Насчет «совпало» Витя и сам — чем дальше, тем больше — изумлялся про себя. Чем дальше развивались события, то есть чем дольше стояло на месте его дело с устройством к Сухорученкову, тем окончательнее он убеждался, что и впрямь ведь совпало. Полгода назад, зимой, он ведь просто рассудил, что: каждому из нас дано с рождения нечто определенное.
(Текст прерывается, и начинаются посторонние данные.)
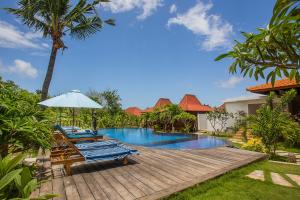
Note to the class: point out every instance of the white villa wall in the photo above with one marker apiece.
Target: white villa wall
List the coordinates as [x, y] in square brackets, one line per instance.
[235, 107]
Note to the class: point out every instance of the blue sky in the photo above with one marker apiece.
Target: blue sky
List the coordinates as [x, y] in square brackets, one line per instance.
[158, 48]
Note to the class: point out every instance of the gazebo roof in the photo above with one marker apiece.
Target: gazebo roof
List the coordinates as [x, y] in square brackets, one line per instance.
[278, 85]
[190, 103]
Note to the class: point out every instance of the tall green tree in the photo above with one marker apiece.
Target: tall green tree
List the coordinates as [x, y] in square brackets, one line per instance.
[56, 19]
[274, 50]
[111, 101]
[272, 123]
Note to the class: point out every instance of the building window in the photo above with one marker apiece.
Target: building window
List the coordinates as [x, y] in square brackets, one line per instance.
[252, 108]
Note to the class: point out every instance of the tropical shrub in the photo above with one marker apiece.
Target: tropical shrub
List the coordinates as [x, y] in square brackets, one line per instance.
[241, 124]
[271, 121]
[291, 134]
[17, 181]
[23, 124]
[274, 50]
[254, 144]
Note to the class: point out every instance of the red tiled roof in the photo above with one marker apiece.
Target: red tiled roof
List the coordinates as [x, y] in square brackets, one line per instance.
[279, 84]
[160, 103]
[134, 111]
[148, 109]
[190, 103]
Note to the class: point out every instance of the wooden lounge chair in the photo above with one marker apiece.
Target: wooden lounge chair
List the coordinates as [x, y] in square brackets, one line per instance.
[66, 153]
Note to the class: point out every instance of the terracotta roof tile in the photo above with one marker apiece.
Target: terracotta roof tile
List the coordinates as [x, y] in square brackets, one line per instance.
[279, 84]
[190, 103]
[160, 103]
[134, 111]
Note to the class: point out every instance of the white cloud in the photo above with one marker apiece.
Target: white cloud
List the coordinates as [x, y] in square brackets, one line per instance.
[20, 67]
[230, 83]
[173, 8]
[215, 31]
[147, 7]
[12, 37]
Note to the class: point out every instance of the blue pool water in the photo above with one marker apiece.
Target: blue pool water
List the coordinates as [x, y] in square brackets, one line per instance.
[149, 138]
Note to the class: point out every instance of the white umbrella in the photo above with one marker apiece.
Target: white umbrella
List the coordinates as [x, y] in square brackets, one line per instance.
[73, 99]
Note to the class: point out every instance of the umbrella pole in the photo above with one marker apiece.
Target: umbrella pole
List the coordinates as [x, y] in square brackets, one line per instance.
[60, 116]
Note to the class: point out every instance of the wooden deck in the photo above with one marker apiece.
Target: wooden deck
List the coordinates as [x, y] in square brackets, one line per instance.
[153, 174]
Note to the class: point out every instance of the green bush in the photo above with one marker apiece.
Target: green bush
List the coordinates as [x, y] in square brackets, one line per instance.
[17, 181]
[272, 123]
[254, 144]
[291, 134]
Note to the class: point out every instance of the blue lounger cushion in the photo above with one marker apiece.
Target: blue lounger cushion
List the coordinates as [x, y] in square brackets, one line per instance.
[79, 135]
[70, 128]
[97, 145]
[75, 135]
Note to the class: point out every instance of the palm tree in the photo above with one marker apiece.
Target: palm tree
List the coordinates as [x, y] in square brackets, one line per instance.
[57, 18]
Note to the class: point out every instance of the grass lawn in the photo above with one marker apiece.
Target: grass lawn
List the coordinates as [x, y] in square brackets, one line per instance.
[234, 185]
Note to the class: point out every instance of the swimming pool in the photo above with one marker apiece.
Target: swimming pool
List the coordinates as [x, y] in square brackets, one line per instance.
[149, 138]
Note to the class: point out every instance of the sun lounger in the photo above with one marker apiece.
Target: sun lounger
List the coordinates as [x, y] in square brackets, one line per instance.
[67, 153]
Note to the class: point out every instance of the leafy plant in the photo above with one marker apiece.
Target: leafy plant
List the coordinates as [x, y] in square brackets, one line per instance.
[274, 49]
[241, 124]
[55, 19]
[271, 121]
[186, 119]
[218, 119]
[16, 181]
[23, 125]
[254, 144]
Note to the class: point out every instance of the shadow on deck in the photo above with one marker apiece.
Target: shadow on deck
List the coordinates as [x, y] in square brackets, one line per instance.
[153, 174]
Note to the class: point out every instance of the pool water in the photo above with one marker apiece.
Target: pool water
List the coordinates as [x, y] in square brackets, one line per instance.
[149, 138]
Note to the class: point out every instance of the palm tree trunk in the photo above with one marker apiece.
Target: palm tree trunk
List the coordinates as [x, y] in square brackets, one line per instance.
[49, 73]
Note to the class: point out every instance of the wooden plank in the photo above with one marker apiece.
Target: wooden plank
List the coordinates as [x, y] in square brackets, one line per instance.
[135, 191]
[150, 177]
[58, 188]
[82, 187]
[46, 188]
[124, 193]
[141, 178]
[106, 187]
[70, 188]
[184, 166]
[166, 168]
[194, 161]
[144, 188]
[94, 187]
[196, 180]
[156, 175]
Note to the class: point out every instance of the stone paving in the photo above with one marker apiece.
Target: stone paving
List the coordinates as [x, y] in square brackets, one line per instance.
[257, 174]
[279, 180]
[276, 178]
[286, 154]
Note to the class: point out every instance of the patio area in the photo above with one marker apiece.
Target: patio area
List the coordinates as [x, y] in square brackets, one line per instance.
[153, 174]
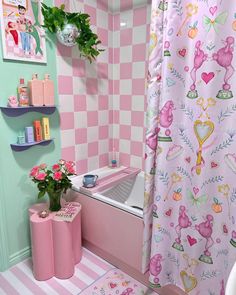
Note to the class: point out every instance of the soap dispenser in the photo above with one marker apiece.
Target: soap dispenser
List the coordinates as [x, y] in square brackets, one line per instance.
[36, 91]
[48, 91]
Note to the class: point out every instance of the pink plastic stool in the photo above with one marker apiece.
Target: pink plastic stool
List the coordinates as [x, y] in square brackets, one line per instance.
[56, 244]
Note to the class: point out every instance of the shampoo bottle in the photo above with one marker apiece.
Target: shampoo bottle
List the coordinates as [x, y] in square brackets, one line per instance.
[45, 126]
[48, 91]
[36, 91]
[114, 159]
[23, 93]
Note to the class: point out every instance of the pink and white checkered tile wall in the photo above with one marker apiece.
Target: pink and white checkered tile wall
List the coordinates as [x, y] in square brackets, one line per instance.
[102, 104]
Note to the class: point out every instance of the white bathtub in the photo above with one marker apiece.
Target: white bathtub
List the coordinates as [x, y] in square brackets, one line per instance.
[111, 226]
[127, 196]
Ну, например, наша жизнь. Мы сами. Не меньше, но и не больше. И это то, что нам дано, — это и есть всё. То, что мы можем пустить в оборот. Тогда ему казалось, что то, что ему дано — он сам, — еще не есть вещь массивная, а есть просто юноша Карданов, не обремененный, а значит, не отягченный званиями, знаниями («мы суть глубинно невежественны» — его же собственная цитата), словом, весом достаточным не обладающий, чтобы стрелки весов хотя бы вздрогнули, если бы на одну из чаш бросил он самого себя.

И что же получилось? Званиями он себя так и не отягчил, зато знаниями — весьма и весьма. Но главное даже и не эта калькуляция, а то, что на каком-то этапе (и именно этой зимой) он уже ясно ощутил, что он уже весь, так или иначе, вот такой и ничем другим — насчет веса и прочее — стать уже не может. И поэтому все, что он собирался пустить в оборот, — самого себя, — все это у него уже есть, и ждать чего-то дальше просто бессмысленно, потому что больше и сверх того ничего уже и не будет.

Это зимой. А теперь, спустя полгода, в нем ожило и зашевелилось еще и молодое чувство, на которое он и не рассчитывал уже, что когда-нибудь испытает его — что его, казалось бы, сугубо личные итоги и подведение счетов воистину совпали с громадным и внешним и что это совпадение не случайно, не лотерейно, а как будто запрограммировано всей его путаной судьбой, а чтобы сейчас, к этому времени, так все стояло, — надо ведь было тогда, по зиме, как будто ему кто шепнул, что именно начнет разворачиваться ближайшей весной, и так и совпало, а живи он в средневековье, непременно бы кто сказал, что были ему тогда, по зиме, видение и голос.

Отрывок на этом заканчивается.